醬牛肉是在一個落雨的午後送到朱雀街的。那天沈棠棠正蹲在鋪子門口幫周奶奶挑陳皮——新曬的一批,周奶奶眼神不太好,沈棠棠把顏色發暗、邊緣發黴的一一揀出來,好的放回竹篩裡。雨絲斜飄進來,落在她的碎髮上,凝成細細密密的銀珠子。

送醬牛肉的是個穿短褐的漢子,膚色黝黑,一看就是在日頭底下常年曬著的人。他肩上挑著兩罈子東西,在鋪子門口卸下來,從懷裡掏出一封油紙包著的信。

“沈四小姐。沈將軍讓送來的。”

沈棠棠拆開信。沈臨風的字跟他的人一樣,筆畫粗硬,撇捺都帶著刀鋒。信上隻有三行字,但每一行都寫得很用力——

棠棠收。醬牛肉兩壇。一罈給你。一罈給周奶奶。賣了的錢歸你。

三哥。

沈棠棠把信看了一遍又一遍。雨絲落在油紙上,啪嗒啪嗒響。她蹲在鋪子門口,抱著那封信,像小時候抱著三哥從邊關寄回來的那些稀奇古怪的小玩意兒——北境的皮毛、胡人的銅鈴、不知道什麼鳥的彩色羽毛。每一樣東西都附著一張紙條,寫著“棠棠收”。有時候加一行“三哥”,有時候連“三哥”都冇有。
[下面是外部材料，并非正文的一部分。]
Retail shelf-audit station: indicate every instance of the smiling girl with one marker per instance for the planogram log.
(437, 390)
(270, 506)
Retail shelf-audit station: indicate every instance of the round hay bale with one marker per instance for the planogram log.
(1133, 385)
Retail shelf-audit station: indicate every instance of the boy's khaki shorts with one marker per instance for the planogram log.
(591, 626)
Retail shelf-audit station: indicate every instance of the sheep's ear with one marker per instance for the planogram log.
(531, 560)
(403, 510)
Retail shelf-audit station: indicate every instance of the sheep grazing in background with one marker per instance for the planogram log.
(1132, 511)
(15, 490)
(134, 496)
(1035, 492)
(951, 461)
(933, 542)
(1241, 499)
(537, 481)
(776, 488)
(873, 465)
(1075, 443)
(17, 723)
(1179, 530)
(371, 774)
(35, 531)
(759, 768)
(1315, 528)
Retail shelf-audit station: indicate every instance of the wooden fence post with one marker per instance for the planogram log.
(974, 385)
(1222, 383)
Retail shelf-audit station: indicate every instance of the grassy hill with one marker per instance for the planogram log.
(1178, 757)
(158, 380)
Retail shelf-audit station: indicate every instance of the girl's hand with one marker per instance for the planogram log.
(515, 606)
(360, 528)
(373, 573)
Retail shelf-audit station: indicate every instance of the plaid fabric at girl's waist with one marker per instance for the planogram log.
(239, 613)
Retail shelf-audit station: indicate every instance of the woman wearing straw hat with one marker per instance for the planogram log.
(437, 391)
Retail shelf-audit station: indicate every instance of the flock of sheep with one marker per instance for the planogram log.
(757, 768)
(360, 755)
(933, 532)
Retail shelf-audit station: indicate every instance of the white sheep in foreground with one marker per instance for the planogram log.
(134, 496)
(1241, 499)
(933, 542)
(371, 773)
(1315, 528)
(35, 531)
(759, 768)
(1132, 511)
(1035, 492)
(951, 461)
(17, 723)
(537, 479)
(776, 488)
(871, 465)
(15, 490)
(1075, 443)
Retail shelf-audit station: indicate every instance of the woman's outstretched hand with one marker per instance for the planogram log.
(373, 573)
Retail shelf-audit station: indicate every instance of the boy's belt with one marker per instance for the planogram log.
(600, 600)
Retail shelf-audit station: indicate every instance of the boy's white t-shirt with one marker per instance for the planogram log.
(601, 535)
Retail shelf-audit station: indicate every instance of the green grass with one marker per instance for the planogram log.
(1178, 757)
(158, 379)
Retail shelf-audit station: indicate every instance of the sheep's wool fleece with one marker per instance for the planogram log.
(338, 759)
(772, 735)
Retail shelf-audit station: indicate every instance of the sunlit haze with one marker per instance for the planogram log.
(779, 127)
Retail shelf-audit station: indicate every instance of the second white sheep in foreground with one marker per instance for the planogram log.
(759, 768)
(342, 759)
她從來冇有回過信。不是不想回,是不知道寫什麼。寫“我很好”嗎?三哥知道她好不好。寫“我很想你”嗎?三哥知道。寫了反而讓他牽掛。沈臨風從來不在信裡說邊關的苦,她也從來不在信裡說京城的委屈。沈家的人都是這樣,越在意越不說。

“姑娘?”周奶奶從鋪子裡探出頭,“那位軍爺送了什麼來?”

沈棠棠站起來,拍了拍裙子上的雨珠子,把信摺好收進荷包裡。“醬牛肉。我三哥從北境送來的。一罈給我,一罈給您。賣了的錢歸我。”

周奶奶張了張嘴。她活了五十多年,從來冇見過邊關的將軍往朱雀街的點心鋪子送醬牛肉。

沈棠棠開啟罈子。醬牛肉的香氣混著雨氣散開,濃鬱得像一堵牆。她切了一小塊遞給周奶奶。周奶奶放進嘴裡嚼了,嚼得很慢,嚼完以後沉默了一會兒。

“姑娘,這醬牛肉——能賣。”

第二天,一錢五分鋪的選單上多了一樣東西。沈棠棠用鵝黃箋紙寫了一張新招牌——“北境醬牛肉·沈將軍配方”。字還是歪歪扭扭的,“醬”字的三點水寫成了四個點,“將”字的偏旁和右邊分了家。但每個字都寫得很認真,撇是撇,捺是捺,末筆還學著沈芷衣的字加了點頓筆。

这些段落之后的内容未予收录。